Cardiovascular and cerebrovascular diseases now have become the principal diseases that threaten human health and atherosclerosis is their principal pathogenic mechanism. Homocysteine (Hcy) has received much attention due to its role in the development of atherosclerosis. Numerous clinical studies and animal experiments have shown that hyperhomocysteinemia (HHcy) is an independent risk factor for vascular diseases, including ischemic heart disease, stroke and peripheral vascular disease (1,2). HHcy is a pathological condition characterized by an increase (>15 µmol/l) in the plasma concentration of total Hcy. Numerous studies have proposed that the atherogenic effects of HHcy are based on the induction of oxidative stress, endothelial dysfunction, thrombosis and activation of proinflammatory factors (3–8). Yet, the mechanisms by which Hcy promotes cardiovascular disease have remained to be fully elucidated. Carotid artery wall thickness is evaluated by measuring its intima-media thickness (IMT). Coronary artery IMT is an easily, reproducibly and non-invasively measured parameter for estimating the severity of carotid atherosclerosis and has been reported to be an independent predictor of coronary heart disease. Studies have demonstrated that allicin prevents atherosclerosis by exerting anti-aggregatory, anti-migratory (9) and anti-oxidant effects (10) as well as lowing blood pressure (11) and blood lipids (12). A previous study by our group reported that allicin obviously decreases the serum Hcy levels in rats with HHcy and also alleviates the injury of Hcy to endothelial cells (13). These results suggested that allicin may be useful as a drug for atherosclerosis. The present study hypothesized that allicin decreases plasma Hcy levels and exerts anti-atherosclerotic effects in coronary heart disease. The effect of allicin treatment on carotid artery IMT and plasma Hcy in coronary heart disease was assessed.

Materials and methods

Study design and subjects

Sixty-two patients (42 males and 20 females) between the age of 50 and 80 years diagnosed with coronary heart disease and HHcy at Qilu Hospital of Shandong University (Jinan, China) were consecutively recruited as outpatients and inpatients from August 2006 to September 2007. Levels indicative of atherosclerotic vascular disease were set according to the European Society of Hypertension-European Society of Cardiology guidelines (14). HHcy was defined as the plasma concentration of total Hcy exceeding 15 µmol/l. Exclusion criteria included overt liver and renal dysfunction, hematological system disease, major psychiatric illness, hypersensitivity constitution and hypersensitivity to the drug, pregnancy or lactation. All subjects were divided into two groups by simple randomization and were treated for 12 weeks by enteric-coated aspirin (100 mg/day), simvastatin (20 mg/day), isosorbide mononitrate tablets (20 mg twice daily) and metoprolol tartrate (from 12.5 mg twice daily gradually increased to the maximum tolerable dose), with the heart rate not lower than 55 beats/minute in the resting phase. One group was also administered allicin (40 mg thrice daily for 12 weeks; allicin group; n=32) and the other group did not receive any allicin (control group; n=30). The clinical characteristics of the subjects are shown in Table I. Conditions at baseline and at the end of the study were recorded and measurements of Hcy and lipids in blood samples as well as carotid artery IMT were undertaken. During the present study, all subjects maintained their normal living habits and did not change their medication. The purpose and potential risks of the study were explained to all patients and their voluntary written consent for participation in the study was obtained prior to enrolment. The present study was approved by the Committee on the Ethics of Clinical Experiments (Qilu Hospital of Shandong University, Jinan, China).

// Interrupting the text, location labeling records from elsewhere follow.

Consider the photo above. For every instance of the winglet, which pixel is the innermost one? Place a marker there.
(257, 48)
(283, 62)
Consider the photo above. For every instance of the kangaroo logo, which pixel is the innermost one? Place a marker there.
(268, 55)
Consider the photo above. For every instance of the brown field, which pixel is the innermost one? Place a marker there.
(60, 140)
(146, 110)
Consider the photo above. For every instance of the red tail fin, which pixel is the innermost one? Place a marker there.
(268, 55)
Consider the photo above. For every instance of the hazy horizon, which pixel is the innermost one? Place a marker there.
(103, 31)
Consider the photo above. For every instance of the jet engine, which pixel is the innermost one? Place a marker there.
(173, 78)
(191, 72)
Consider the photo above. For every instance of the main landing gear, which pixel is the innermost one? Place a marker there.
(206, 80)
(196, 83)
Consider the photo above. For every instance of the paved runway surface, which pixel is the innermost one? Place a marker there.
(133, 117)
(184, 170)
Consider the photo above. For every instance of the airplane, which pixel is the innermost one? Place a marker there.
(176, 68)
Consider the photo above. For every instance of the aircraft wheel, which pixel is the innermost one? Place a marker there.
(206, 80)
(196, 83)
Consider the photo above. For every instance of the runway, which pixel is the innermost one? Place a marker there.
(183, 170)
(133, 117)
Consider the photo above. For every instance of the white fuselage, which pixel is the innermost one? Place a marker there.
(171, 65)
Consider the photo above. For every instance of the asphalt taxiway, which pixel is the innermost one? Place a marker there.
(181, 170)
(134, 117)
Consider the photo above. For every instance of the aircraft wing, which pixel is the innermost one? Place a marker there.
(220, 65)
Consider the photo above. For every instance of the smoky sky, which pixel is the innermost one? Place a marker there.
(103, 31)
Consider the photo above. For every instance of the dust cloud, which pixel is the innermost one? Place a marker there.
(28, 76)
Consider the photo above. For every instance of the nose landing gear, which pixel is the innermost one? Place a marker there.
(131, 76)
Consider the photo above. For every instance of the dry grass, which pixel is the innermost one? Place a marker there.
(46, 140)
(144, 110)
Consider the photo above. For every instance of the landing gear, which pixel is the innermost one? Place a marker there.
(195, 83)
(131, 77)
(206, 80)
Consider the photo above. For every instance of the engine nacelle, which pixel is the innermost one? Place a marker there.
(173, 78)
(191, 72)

Table I. Clinical background of the subjects.

Table I.

Clinical background of the subjects.

Characteristics	Allicin group (n=32)	Control group (n=30)
Sex (% male)	68.9	66.7
Age (years)	61.1±12.0	60.4±13.4
Education (years)	10.5±2.5	10.8±2.8
Time since infarction (years)	6.4±3.1	6.5±2.8
CAD type
Angina pectoris	24 (75.0)	20 (66.7)
Myocardial infarction	8 (25.0)	10 (33.3)
Fasting blood glucose (mmol/l)	5.79±1.72	5.72±1.61
Serum triglycerides (mmol/l)	3.03±1.76	3.09±1.60
Serum cholesterol (mmol/l)	5.60±1.20	5.55±1.28
Serum homocysteine (mmol/l)	19.92±2.11	20.05±2.15
Major medical problems
Hypertension	21 (65.6)	17 (56.7)
Hyperlipemia	11 (34.4)	13 (43.3)
Hypercholesterolemia	8 (25.0)	7 (23.3)
Diabetes mellitus	7 (21.9)	9 (30.0)
Drugs for blood glucose	7 (21.9)	9 (30.0)
Drugs for blood pressure	21 (65.6)	17 (56.7)

[i] Values are expressed as the mean ± standard deviation or as n (%). All subjects were Chinese. There were no significant differences between the Allicin and Control groups with regard to any of the parameters. CAD, coronary artery disease.

Blood sampling

Blood samples were collected after overnight fasting. Serum was separated within 1 h and used for measuring of total cholesterol (TC) and triglyceride (TG). Hcy levels were determined in EDTA-treated plasma.

Plasma Hcy assay

In accordance to a previously published method (15), plasma Hcy was assayed at an excitation wavelength of 335 nm and an emission wavelength of 455 nm with a Waters 2695 high efficiency liquid chromatograph and a Waters 2475 fluorescence detector and a Millennium 32 chromatographic workstation (Waters Co., Milford, MA, USA). Standard Hcy and o-phthalaldehyde were obtained from Sigma-Aldrich (Merck KGaA, Darmstadt, Germany). All of the above parameters were detected at the Drug Testing Center of Qilu Hospital of Shandong University (Jinan, China).

Serum biochemical indices assay

Serum biochemical indices, including TC and TG, were determined with a Bayer 1650 supermatic biochemistry analyzer (Bayer AG, Leverkusen, Germany) at the Biochemistry Department of Shandong University (Jinan, China).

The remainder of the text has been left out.